# Remington Model 700 extraction problem



## DocHarkins127 (Nov 28, 2012)

I have a Model 700 chanbered in 7mm Rem Mag and since the day I bought it I've had problems extracting rounds after firing. I clean the gun after shooting session. The gun does fine for the first 3 or 4 rounds, but after that it's just about impossible to get the bolt open. I shoot Winchester Super X 150gr. I'm thinking it may be the ammo, but I wanted to get some opinions as to what the problem may be. Thoughts?


----------



## delta dooler (Mar 6, 2008)

I have 3 older 700's, and 2 of the 3 Ive had to have the extractors replaced, pretty simple job, but requires special tool, I just let a gunsmith replace mine and never had another issue.


----------



## DocHarkins127 (Nov 28, 2012)

Cool, thanks for the reply. Do you think it could be the extractor being that it's a new rifle (only had it a year)?


----------



## delta dooler (Mar 6, 2008)

DocHarkins127 said:


> Cool, thanks for the reply.

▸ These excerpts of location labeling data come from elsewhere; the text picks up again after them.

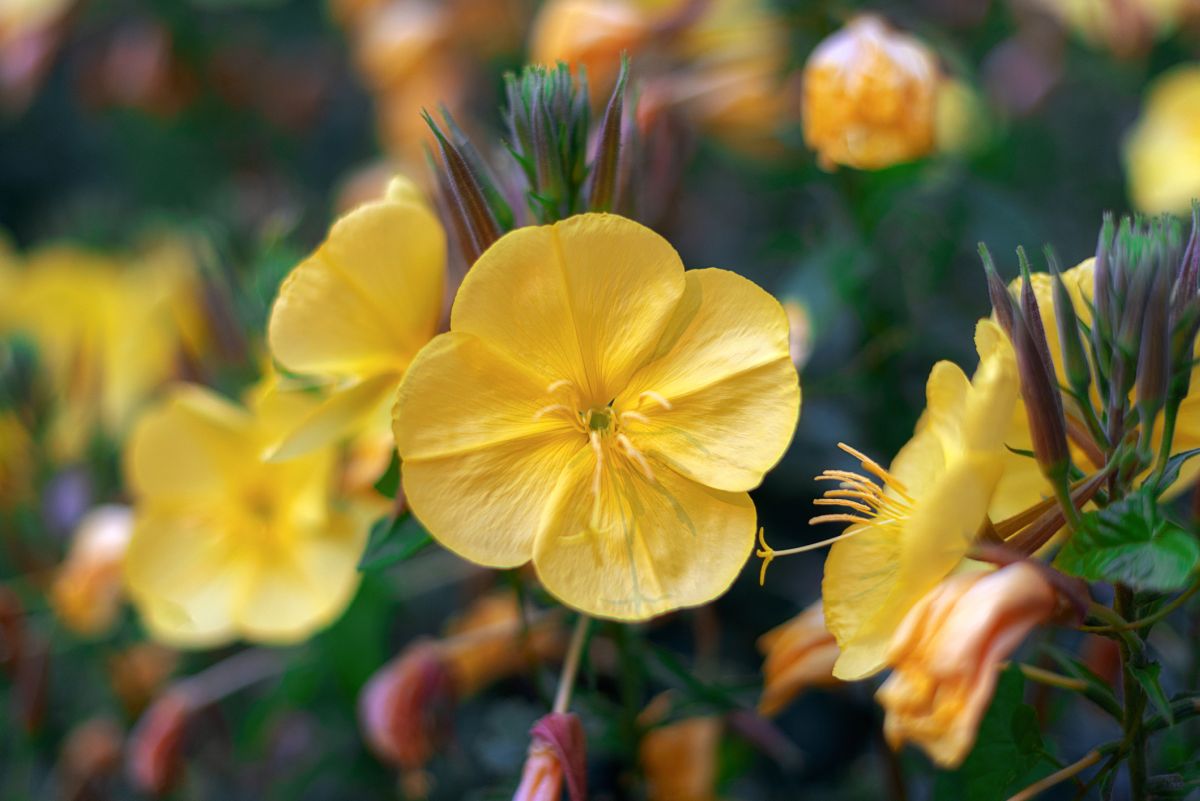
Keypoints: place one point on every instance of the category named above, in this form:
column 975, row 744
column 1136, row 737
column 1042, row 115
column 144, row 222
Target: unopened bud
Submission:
column 405, row 708
column 155, row 754
column 557, row 757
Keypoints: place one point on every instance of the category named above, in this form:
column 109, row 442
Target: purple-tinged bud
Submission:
column 1071, row 341
column 1001, row 300
column 468, row 203
column 1043, row 399
column 603, row 179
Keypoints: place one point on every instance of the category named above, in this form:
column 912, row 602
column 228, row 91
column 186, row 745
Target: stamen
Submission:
column 634, row 453
column 657, row 398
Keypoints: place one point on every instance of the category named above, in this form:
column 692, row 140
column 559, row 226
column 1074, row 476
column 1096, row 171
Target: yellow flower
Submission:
column 225, row 544
column 947, row 654
column 352, row 315
column 600, row 411
column 87, row 591
column 870, row 97
column 1163, row 150
column 909, row 534
column 107, row 333
column 801, row 654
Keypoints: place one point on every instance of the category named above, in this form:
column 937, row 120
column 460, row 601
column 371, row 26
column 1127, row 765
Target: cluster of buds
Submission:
column 1125, row 355
column 559, row 163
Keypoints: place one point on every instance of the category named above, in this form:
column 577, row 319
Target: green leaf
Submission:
column 393, row 541
column 1009, row 753
column 1147, row 676
column 1131, row 543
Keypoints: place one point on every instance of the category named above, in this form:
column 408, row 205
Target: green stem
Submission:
column 1134, row 703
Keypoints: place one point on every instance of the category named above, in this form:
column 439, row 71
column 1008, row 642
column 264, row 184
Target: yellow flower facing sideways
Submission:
column 352, row 315
column 601, row 411
column 1163, row 151
column 226, row 544
column 916, row 525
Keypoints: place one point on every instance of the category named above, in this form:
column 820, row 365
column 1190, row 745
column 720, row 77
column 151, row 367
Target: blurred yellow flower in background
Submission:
column 870, row 97
column 88, row 590
column 1163, row 150
column 225, row 544
column 352, row 317
column 911, row 533
column 801, row 654
column 947, row 652
column 108, row 332
column 601, row 411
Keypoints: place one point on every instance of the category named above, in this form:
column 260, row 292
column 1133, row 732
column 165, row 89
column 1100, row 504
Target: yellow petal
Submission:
column 343, row 411
column 648, row 547
column 183, row 578
column 724, row 367
column 367, row 299
column 195, row 444
column 583, row 300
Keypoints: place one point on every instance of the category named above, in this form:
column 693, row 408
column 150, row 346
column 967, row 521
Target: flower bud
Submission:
column 88, row 588
column 154, row 756
column 799, row 654
column 405, row 708
column 870, row 97
column 947, row 652
column 557, row 757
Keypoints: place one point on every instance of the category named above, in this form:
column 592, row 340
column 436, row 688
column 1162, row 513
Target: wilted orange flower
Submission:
column 870, row 97
column 87, row 590
column 947, row 652
column 679, row 760
column 799, row 654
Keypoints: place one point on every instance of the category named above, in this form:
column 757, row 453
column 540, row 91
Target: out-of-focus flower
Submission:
column 154, row 758
column 870, row 97
column 1126, row 28
column 947, row 652
column 913, row 530
column 353, row 315
column 225, row 544
column 87, row 591
column 1163, row 150
column 679, row 760
column 91, row 753
column 801, row 654
column 600, row 411
column 16, row 461
column 108, row 333
column 557, row 758
column 139, row 672
column 30, row 32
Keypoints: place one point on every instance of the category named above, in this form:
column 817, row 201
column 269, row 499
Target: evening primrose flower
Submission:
column 352, row 315
column 225, row 544
column 870, row 97
column 1163, row 151
column 912, row 524
column 947, row 652
column 603, row 413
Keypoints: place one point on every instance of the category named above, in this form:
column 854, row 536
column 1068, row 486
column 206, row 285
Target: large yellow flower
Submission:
column 225, row 544
column 108, row 332
column 353, row 314
column 1163, row 151
column 600, row 411
column 916, row 529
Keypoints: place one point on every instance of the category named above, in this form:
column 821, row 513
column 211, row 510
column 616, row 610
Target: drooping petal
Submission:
column 185, row 578
column 583, row 300
column 367, row 299
column 647, row 547
column 193, row 445
column 724, row 368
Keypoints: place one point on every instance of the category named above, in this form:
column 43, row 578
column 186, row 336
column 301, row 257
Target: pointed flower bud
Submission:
column 557, row 757
column 947, row 652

Do you think it could be the extractor being that it's a new rifle (only had it a year)?


 just as possible as an old one I would say, quality control on newer Remmys isnt the best IMO, might have been some sort of defect on it. Any gunsmith worthy of calling himself a gunsmith should be able to tell you if thats it or not pretty quick.


----------



## DocHarkins127 (Nov 28, 2012)

Awesome. I'll call a gunsmith today


----------



## Doc10r59 (Jan 6, 2014)

Not sure if you got your extractor issue fixed but I have had a similiar problem. Rem Model 700 XCR .300 WSM shooting Win Ballistic Silvertip 150 gr. and had problems at various times over the years extracting or closing the bolt. This year at the range pre-season the bolt was almost inoperable. took to Pensacola Lock and Gunsmith. They found it to be a broken extractor which they had to order and replace. Working fine now.


----------



## Fish-n-Fur (Apr 2, 2009)

good info, as i have a rem model 700 .06 ...w/o probs so far, but will keep this info in mind should the occasion arise. thx much! :thumbsup:
jp


----------



## Jason (Oct 2, 2007)

If the bolt is sticking, could be the ammo...when it fires the bullet casing may expand a bit (weak brass) and stick a bit. When cleaning the gun, take a pick and clean under the extractor too, you may get residue build up there but that would more then likely cause the gun not to pick up the round....when in doubt, take it to a gunsmith!


----------